Ever crazier home prices and tighter credit standards are making it tougher for first-time buyers and both single women and men to snag a house.
First-time buyers saw their share of the housing market drop a percentage point in 2013, to 38 percent of the market, the National Association of Realtors reports in its annual home buyer survey.
Singles saw their share of the housing market fall more precipitously, to 25 percent in 2013 after having accounted for roughly a third of all home sales in 2010.
The biggest drop was among single women, from 20 percent of all home sales in 2010 down to 16 percent in 2013, while single men saw their share of the market slide into the single digits, to just 9 percent, according to NAR.
Married couples, by contrast, were behind 66 percent of all home sales in 2013 - to be exact, the survey ran from mid 2012 to mid 2013. That's up from 58 percent in 2010.

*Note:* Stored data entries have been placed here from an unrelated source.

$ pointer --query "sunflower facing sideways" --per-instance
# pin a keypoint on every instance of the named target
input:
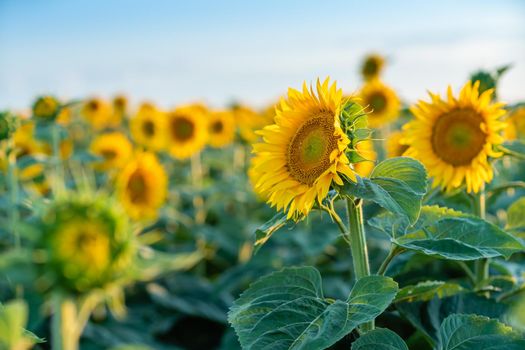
(221, 129)
(187, 131)
(382, 102)
(303, 153)
(142, 186)
(148, 127)
(455, 137)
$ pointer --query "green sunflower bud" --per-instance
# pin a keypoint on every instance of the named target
(46, 108)
(87, 242)
(8, 125)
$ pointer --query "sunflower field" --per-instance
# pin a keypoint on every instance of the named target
(331, 219)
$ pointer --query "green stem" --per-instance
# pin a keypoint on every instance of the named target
(358, 246)
(13, 194)
(65, 334)
(481, 268)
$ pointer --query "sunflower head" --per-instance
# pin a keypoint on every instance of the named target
(46, 107)
(114, 148)
(372, 66)
(98, 113)
(187, 131)
(454, 137)
(8, 125)
(382, 102)
(148, 127)
(221, 128)
(304, 152)
(86, 241)
(142, 186)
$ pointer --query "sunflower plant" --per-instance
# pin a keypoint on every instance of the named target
(308, 162)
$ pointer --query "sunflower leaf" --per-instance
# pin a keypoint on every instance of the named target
(465, 332)
(287, 310)
(380, 339)
(396, 184)
(449, 234)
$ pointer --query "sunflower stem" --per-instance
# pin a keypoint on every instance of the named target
(358, 246)
(482, 265)
(65, 333)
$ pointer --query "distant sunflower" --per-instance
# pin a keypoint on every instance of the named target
(366, 150)
(395, 147)
(455, 137)
(148, 127)
(142, 186)
(303, 153)
(114, 148)
(98, 113)
(221, 128)
(46, 107)
(382, 102)
(187, 131)
(372, 66)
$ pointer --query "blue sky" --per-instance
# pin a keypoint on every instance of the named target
(173, 52)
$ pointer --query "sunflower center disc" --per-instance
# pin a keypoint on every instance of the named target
(137, 188)
(309, 151)
(182, 129)
(148, 128)
(378, 102)
(457, 137)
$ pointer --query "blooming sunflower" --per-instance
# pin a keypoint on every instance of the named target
(395, 146)
(453, 138)
(187, 131)
(382, 101)
(366, 150)
(87, 242)
(148, 127)
(142, 186)
(303, 153)
(372, 66)
(98, 113)
(114, 148)
(221, 128)
(46, 107)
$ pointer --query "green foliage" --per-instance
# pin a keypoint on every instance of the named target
(396, 184)
(379, 339)
(287, 310)
(473, 332)
(449, 234)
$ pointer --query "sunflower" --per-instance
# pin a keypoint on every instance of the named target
(304, 151)
(46, 107)
(453, 138)
(148, 127)
(98, 113)
(395, 146)
(142, 186)
(372, 66)
(187, 131)
(366, 150)
(114, 148)
(221, 128)
(382, 101)
(87, 243)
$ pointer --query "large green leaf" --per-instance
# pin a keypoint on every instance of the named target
(427, 290)
(473, 332)
(396, 184)
(379, 339)
(287, 310)
(449, 234)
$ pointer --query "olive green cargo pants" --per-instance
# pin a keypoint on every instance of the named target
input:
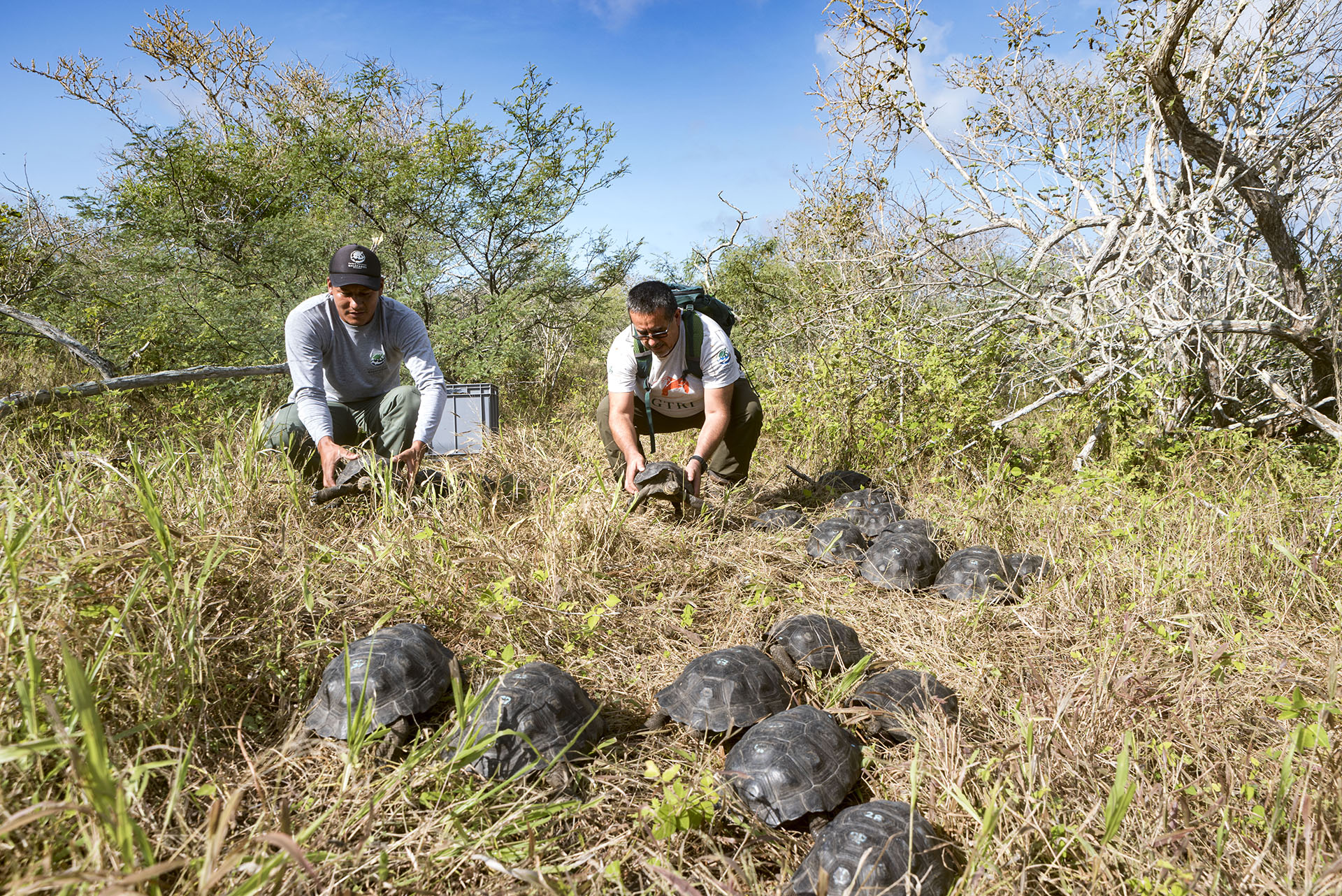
(389, 419)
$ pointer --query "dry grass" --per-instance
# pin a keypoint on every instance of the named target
(203, 598)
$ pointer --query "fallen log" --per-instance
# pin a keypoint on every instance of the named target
(20, 400)
(102, 365)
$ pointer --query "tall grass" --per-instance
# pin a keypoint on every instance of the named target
(1161, 718)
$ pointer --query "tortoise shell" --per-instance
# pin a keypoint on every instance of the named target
(816, 642)
(901, 560)
(897, 694)
(725, 690)
(793, 763)
(661, 478)
(872, 519)
(837, 541)
(973, 573)
(395, 672)
(542, 704)
(876, 848)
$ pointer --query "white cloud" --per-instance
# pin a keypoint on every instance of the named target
(615, 14)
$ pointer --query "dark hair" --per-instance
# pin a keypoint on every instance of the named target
(651, 297)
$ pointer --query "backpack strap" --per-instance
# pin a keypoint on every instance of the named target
(693, 342)
(643, 363)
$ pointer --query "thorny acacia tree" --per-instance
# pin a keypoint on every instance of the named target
(217, 224)
(1155, 216)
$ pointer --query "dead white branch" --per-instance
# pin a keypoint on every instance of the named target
(1302, 411)
(20, 400)
(1095, 376)
(1090, 446)
(58, 335)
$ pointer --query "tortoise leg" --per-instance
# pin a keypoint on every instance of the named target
(398, 735)
(780, 658)
(561, 779)
(642, 496)
(458, 679)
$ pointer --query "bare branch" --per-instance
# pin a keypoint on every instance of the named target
(20, 400)
(1095, 376)
(1301, 411)
(75, 348)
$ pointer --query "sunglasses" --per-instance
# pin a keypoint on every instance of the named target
(651, 334)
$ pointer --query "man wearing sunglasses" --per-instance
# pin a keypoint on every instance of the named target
(345, 350)
(720, 401)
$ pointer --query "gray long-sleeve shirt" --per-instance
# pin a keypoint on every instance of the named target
(335, 361)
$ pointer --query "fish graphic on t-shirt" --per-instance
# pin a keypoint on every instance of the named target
(675, 384)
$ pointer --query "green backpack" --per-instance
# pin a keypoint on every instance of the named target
(693, 302)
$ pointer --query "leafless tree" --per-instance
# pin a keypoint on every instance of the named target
(1158, 211)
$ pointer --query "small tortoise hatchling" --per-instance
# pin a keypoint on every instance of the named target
(875, 518)
(549, 714)
(394, 674)
(863, 498)
(725, 690)
(878, 848)
(837, 541)
(906, 561)
(796, 763)
(894, 697)
(974, 573)
(668, 482)
(832, 482)
(815, 642)
(1027, 569)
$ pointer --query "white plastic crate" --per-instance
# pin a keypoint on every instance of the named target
(470, 412)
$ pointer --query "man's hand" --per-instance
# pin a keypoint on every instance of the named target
(411, 458)
(633, 467)
(332, 455)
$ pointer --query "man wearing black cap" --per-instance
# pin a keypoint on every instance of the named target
(345, 352)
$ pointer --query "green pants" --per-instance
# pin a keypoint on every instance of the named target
(730, 459)
(389, 419)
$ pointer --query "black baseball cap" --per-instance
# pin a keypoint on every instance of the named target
(359, 265)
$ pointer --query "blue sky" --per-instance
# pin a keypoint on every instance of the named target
(705, 97)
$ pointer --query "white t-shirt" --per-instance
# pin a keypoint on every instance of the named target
(675, 393)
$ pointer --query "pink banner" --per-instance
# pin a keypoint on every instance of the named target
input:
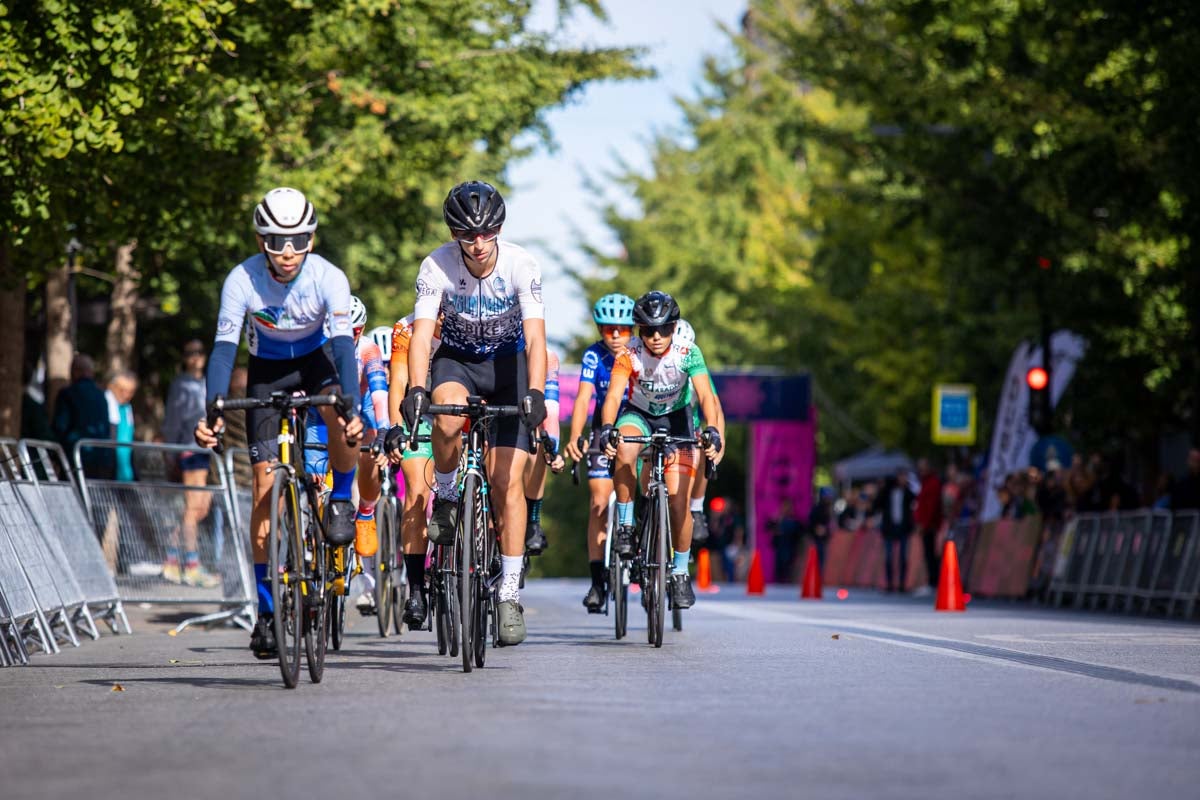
(783, 455)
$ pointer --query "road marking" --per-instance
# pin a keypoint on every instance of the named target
(961, 649)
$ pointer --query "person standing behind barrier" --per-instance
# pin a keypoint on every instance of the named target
(928, 516)
(185, 403)
(894, 506)
(121, 388)
(81, 411)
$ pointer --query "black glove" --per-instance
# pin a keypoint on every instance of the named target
(533, 409)
(415, 401)
(606, 435)
(395, 440)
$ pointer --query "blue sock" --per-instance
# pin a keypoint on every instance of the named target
(342, 485)
(265, 605)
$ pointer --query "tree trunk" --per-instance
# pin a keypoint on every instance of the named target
(12, 354)
(123, 324)
(59, 347)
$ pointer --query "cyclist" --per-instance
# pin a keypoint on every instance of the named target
(657, 372)
(283, 295)
(415, 465)
(535, 470)
(613, 316)
(685, 332)
(493, 344)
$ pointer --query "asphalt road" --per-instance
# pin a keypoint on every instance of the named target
(868, 697)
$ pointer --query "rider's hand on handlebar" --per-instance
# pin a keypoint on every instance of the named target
(207, 437)
(713, 445)
(606, 440)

Lawrence Yun, NAR's chief economist,puts the blame for the decline in homes sales to first-time buyers and singles on tougher credit standards.
"Single home buyers have been suppressed for the past three years by restrictive mortgage lending standards, which favor dual-income households who are more likely to have higher credit scores," Yun said in a press statement.
But another obvious factor not touched upon by the NAR survey - one wonders why - is soaring home prices.
It was a lot easier for first timers and singles to buy a house back in 2010, when prices were still on the decline.
While there has been much jabber in the business media about a leveling off of prices nationally, we are still seeing double digit increases here in the Boston area.
As prices rise, two paychecks go a lot farther then one, especially if you find yourself in a bidding war.